Achieving regulatory compliance through PII discovery

November 27, 2018

4 minute read

A steady stream of new regulations combined with a year-over-year increase in the number of customer records lost or stolen in data breaches mean that protecting personally identifiable information (PII) has never been as important as it is now for businesses across the globe. Accordingly, the imperative is on businesses to achieve regulatory compliance by taking swift steps to initiate PII discovery within their data stores and handle this sensitive information appropriately.

But when one considers that the vast majority of organizational data is unstructured – meaning it is disorganized and not easily searchable – many businesses can’t even begin to diagnose the scope of their risk, let alone take steps to fix it.

The potential risks of PII

Across industries and sectors, unaddressed PII is a growing business risk. In the first six months since the European Union’s sweeping regulations to protect consumer data, GDPR, came into effect, things have been a little quiet. Up to this point, regulators have given businesses a fair amount of leeway to get their PII houses in order. But in an interview with Reuters, European Data Protection Supervisor Giovanni Buttarelli said he expects that the first fines against businesses for GDPR violations will be levied before the end of 2018. Under GDPR, regulators may apply fines of up to four percent of global revenue or 20 million euros, whichever is higher, for breaches.

Though these fines are steep, they could be quite widespread.

According to Gartner, by the end of this year, more than half of companies affected by GDPR will still not be in full compliance; by 2020, 40 percent of organizations will still be in violation.

And GDPR isn’t the only law putting pressure on businesses to protect customer data. Starting in 2020, California joins the states and nations with new rules for handling and retaining PII when the California Consumer Privacy Act comes into effect.

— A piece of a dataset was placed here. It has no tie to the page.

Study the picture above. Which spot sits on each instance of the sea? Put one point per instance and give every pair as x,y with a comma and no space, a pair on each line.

Importantly, even if it wasn’t increasingly mandated by law, it would still be in businesses’ best interest to take steps to identify and contain sensitive data. According to the 2018 Cost of Data Breach Study: Global Overview the average cost of a data breach is $3.86 million, a 6.4 percent increase over last year. Increases in the average cost-per-record-lost and size of data breaches were also reported. Hard numbers aside, consumer data breaches can also cause major reputational damage that can take years to overcome.

Mitigating the PII risk

The annual data breach study also reported that companies’ ability to identify and contain a breach is a key factor in mitigating costs when a data breach does occur. The best way for companies to mitigate cost, though, is to work hard to reduce the risk of a breach – and of regulatory compliance fines – by implementing a PII discovery plan to identify all sources of PII within their data stores and applying enhanced security measures to that sensitive information.

The challenge, of course, is that you can’t protect data that you don’t even know you have. Whether it’s paper documents, text that has been scanned into simple image format, nested email threads or one of countless other sources, most businesses are sitting on a minefield of unstructured PII and data.

A 4-step plan to PII discovery

How, then, can businesses begin to get a handle on the data encompassed by privacy regulations?

  • The first step is identifying the business’s PII footprint, which is best done by conducting a PII audit.
  • Next, files containing PII must be categorized and tagged so that businesses can isolate PII and ensure it is stored, accessed and utilized according to regulations.
  • Companies should seek to minimize their PII footprints by deleting redundant information and redacting PII wherever possible.
  • Lastly, and only once the full scope of organizational PII has been determined, companies need to take the appropriate steps to cordon off their PII and encrypt the data and/or employ other security measures.

Given the high volume of data in most businesses’ possession, implementing these steps on a manual basis would be restrictive, if not impossible. Instead, businesses should seek to automate the process as much as possible, using technology to digitize and scan documents, converting them to a unified format – ideally pdf – before analysis.

Wrap up

The proliferation of PII is a massive business risk for organizations. To prevent costly regulatory compliance infractions and other problems, businesses must take immediate steps to identify PII within their data stores and take steps to protect that sensitive data.